This "like standard protocol/format X, but strangely invalid" is a thing I've seen many times.
I speculate that one of the ways this happens is that someone decides or is told to use format Foo. Then they and possible collaborators implement both the writer and the reader for their idea of Foo from scratch, never testing with an off-the-shelf standard parser.
You'd think that doing XML like this is unlikely, given how easily available correct and validating parsers have been. But I've nevertheless seen this with XML too. I speculate that sometimes the programmer is on a platform that doesn't have an easily available off-the-shelf parser/writer, or they simply don't know about it.
I've also seen a variation of this, in half-butted "integrations", like to have a sales check-off feature of "we can generate X". These are sometimes tested only lightly, and sometimes not at all (such as when they don't have access to the tool that uses that format, and they were just working from poor documentation or an example).
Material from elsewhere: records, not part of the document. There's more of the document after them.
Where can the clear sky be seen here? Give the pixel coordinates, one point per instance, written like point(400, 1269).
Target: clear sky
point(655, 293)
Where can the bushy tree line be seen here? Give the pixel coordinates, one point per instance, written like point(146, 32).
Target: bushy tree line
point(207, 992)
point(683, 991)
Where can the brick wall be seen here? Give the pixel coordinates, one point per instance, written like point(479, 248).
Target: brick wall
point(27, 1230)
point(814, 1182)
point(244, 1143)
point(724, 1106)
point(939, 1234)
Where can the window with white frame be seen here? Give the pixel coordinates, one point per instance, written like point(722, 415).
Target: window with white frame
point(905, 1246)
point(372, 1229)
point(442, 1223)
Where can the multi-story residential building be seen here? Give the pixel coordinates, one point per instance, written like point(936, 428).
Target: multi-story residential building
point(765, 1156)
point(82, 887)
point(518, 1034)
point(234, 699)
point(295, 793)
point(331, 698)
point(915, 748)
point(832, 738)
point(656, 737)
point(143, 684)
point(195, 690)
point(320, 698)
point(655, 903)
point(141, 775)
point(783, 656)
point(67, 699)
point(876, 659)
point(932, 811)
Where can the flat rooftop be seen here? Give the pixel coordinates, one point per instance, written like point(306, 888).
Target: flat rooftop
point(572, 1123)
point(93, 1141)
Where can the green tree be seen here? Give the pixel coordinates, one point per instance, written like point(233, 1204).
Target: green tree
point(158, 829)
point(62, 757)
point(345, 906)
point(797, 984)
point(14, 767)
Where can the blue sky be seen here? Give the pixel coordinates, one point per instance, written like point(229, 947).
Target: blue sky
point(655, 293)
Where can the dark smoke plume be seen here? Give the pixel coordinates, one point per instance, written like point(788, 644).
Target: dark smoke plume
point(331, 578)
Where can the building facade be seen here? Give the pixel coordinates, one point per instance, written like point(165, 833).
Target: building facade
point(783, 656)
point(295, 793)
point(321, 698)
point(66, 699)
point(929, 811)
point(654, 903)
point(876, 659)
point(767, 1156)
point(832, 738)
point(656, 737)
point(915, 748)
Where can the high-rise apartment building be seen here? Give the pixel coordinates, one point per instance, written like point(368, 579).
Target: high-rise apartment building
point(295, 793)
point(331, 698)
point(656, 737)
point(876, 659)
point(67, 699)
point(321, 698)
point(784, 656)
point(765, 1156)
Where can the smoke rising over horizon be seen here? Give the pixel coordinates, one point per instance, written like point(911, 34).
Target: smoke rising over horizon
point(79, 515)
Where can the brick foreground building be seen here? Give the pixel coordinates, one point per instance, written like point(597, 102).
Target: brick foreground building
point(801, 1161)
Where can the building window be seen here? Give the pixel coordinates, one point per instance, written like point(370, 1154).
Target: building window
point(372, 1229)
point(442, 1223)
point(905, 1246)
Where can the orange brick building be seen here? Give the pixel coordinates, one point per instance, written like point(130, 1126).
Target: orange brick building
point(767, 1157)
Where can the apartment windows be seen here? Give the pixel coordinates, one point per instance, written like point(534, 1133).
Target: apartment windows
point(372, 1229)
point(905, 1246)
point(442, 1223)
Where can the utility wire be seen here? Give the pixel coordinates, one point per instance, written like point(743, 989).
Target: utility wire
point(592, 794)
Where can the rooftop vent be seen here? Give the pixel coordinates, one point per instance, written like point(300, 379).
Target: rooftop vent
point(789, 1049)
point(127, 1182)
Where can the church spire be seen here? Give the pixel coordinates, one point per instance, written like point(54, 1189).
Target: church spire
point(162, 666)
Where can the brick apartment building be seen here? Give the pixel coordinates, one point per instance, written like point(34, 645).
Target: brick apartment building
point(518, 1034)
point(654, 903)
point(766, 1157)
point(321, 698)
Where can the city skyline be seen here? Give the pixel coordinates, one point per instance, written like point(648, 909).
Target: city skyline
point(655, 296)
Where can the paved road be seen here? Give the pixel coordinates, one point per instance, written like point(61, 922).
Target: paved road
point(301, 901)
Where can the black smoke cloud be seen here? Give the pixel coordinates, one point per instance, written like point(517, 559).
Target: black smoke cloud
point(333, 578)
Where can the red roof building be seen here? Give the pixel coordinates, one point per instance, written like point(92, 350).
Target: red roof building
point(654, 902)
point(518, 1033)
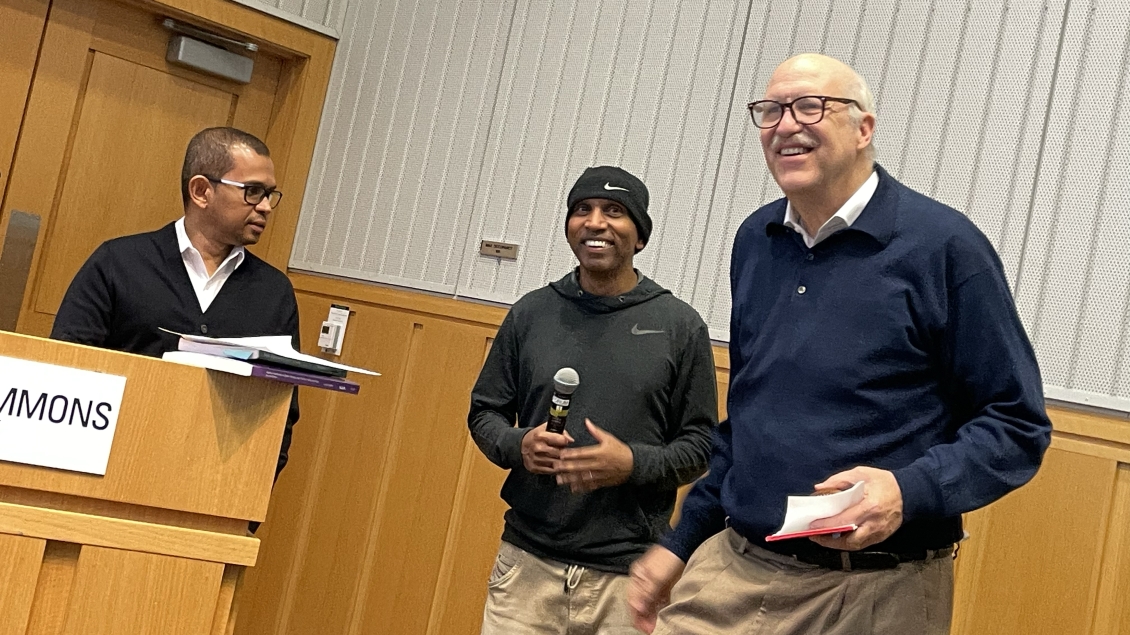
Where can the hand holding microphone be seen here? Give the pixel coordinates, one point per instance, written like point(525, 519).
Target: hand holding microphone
point(541, 446)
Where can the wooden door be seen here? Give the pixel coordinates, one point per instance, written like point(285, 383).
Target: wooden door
point(104, 136)
point(20, 29)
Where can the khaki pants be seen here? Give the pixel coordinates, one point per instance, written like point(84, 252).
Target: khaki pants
point(529, 596)
point(731, 586)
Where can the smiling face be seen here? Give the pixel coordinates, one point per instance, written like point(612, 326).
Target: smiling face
point(603, 237)
point(823, 158)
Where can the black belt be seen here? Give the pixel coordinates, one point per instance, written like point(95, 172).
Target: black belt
point(854, 560)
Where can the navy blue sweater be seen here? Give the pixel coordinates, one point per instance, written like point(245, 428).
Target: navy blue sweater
point(893, 344)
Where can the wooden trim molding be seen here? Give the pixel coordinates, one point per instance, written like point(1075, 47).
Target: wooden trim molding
point(133, 536)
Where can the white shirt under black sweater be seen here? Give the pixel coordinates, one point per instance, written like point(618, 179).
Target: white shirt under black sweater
point(135, 285)
point(646, 376)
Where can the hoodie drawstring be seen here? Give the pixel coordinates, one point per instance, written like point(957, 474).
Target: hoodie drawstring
point(573, 574)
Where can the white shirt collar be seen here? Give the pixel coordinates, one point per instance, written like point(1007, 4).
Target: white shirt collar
point(844, 217)
point(206, 286)
point(185, 248)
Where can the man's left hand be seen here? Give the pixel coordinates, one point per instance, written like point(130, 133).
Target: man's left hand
point(607, 463)
point(877, 515)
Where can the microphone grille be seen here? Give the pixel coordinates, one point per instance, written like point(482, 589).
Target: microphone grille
point(566, 380)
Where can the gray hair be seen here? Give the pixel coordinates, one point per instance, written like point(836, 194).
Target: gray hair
point(209, 154)
point(857, 88)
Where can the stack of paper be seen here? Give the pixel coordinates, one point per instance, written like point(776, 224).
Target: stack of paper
point(269, 357)
point(801, 511)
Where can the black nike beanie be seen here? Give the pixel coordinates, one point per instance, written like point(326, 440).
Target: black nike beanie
point(616, 184)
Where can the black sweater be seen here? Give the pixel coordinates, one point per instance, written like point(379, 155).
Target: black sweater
point(135, 285)
point(646, 376)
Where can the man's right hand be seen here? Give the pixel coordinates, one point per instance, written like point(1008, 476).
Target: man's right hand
point(652, 577)
point(540, 450)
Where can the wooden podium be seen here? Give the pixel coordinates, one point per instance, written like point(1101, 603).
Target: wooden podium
point(157, 545)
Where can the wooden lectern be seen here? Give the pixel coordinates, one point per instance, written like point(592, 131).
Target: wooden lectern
point(157, 545)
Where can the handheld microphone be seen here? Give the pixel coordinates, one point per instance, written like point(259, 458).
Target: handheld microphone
point(565, 382)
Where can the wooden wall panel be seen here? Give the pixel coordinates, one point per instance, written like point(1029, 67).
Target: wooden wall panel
point(389, 516)
point(1050, 525)
point(20, 559)
point(119, 592)
point(20, 29)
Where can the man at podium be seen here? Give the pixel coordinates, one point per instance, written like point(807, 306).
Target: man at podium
point(192, 276)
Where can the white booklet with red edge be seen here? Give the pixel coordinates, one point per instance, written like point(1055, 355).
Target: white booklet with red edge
point(801, 511)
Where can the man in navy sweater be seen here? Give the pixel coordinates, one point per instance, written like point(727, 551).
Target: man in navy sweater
point(192, 276)
point(872, 339)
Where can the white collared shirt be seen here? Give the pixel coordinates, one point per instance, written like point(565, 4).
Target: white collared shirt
point(206, 286)
point(848, 214)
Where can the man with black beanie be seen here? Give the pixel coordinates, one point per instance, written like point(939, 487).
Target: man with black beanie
point(588, 502)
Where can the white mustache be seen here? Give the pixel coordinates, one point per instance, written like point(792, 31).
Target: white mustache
point(801, 138)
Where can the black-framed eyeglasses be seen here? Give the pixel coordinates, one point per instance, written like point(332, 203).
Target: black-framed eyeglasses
point(806, 110)
point(253, 193)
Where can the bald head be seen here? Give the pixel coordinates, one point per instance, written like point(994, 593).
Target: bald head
point(840, 77)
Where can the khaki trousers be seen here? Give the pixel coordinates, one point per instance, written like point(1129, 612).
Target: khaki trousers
point(532, 596)
point(731, 586)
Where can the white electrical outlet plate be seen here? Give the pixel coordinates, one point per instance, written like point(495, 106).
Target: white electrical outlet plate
point(333, 330)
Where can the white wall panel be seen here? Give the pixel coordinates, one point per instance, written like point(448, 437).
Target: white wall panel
point(405, 127)
point(961, 86)
point(642, 84)
point(1074, 290)
point(323, 16)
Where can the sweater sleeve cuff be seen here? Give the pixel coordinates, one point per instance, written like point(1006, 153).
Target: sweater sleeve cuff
point(921, 495)
point(510, 445)
point(644, 463)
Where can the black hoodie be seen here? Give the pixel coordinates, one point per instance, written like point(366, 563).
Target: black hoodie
point(646, 376)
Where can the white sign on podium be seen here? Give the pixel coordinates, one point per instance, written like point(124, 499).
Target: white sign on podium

It's a thing.
- lpapez 2 years ago
  
  > I speculate that sometimes the programmer is on a platform that doesn't have an easily available off-the-shelf parser/writer, or they simply don't know about it.
  I bet this sounds surreal to people visiting this site, but there are really corporations out there running on software written by people who never heard of XML. Another example is a "database" implementation I have seen in a multi-billion dollar company which relied on a hierarchy of directories containing JSON files mimicking tables and rows inside a relational DB.
  The particular product in question had tens of millions of dollars yearly revenue.
- tonyedgecombe 2 years ago
  
  >You'd think that doing XML like this is unlikely, given how easily available correct and validating parsers have been. But I've nevertheless seen this with XML too.
  Guilty.
  Although in my defence it was during the early days of XML and the platform options had their own problems.
icsa 2 years ago

You are not alone. I did a project to upgrade "sort of XML" to standard XML. Your example content gave me flashback shivers.
cedws 2 years ago

I have seen code that produces output like this first hand. Instead of doing proper serialization, they were using string templating to construct the response and never bothered to validate the output. Laziness and stupidity basically.
- danielvaughn 2 years ago
  
  You're very likely correct, which is funny because they turned out to have incredibly security. We hacked the APIs of all the US brokers without an issue, but I didn't even make it past the auth stage with this Singapore broker.
  One morning I was working on their login flow - not doing anything crazy, mind you. Just a bit weird; logging in and out, watching the req/res cycles with Charles Proxy. All of a sudden my boss comes over and tells me to stop immediately. Apparently I set off so many alarm bells at the broker that the CTO was woken up (it was 2am where they were). That was a fun gig lol.
- tacone 2 years ago
  
  In my former PHP life I've seen people looping through objects and constructing a JSON string by hand instead of using a simpler single json_encode() call.

malux85 2 years ago

Reverse engineering a file format or protocol is almost a rite of passage for programmers, it is incredibly fun and rewarding, something I'd recommend for all medium/senior programmers get into at least once.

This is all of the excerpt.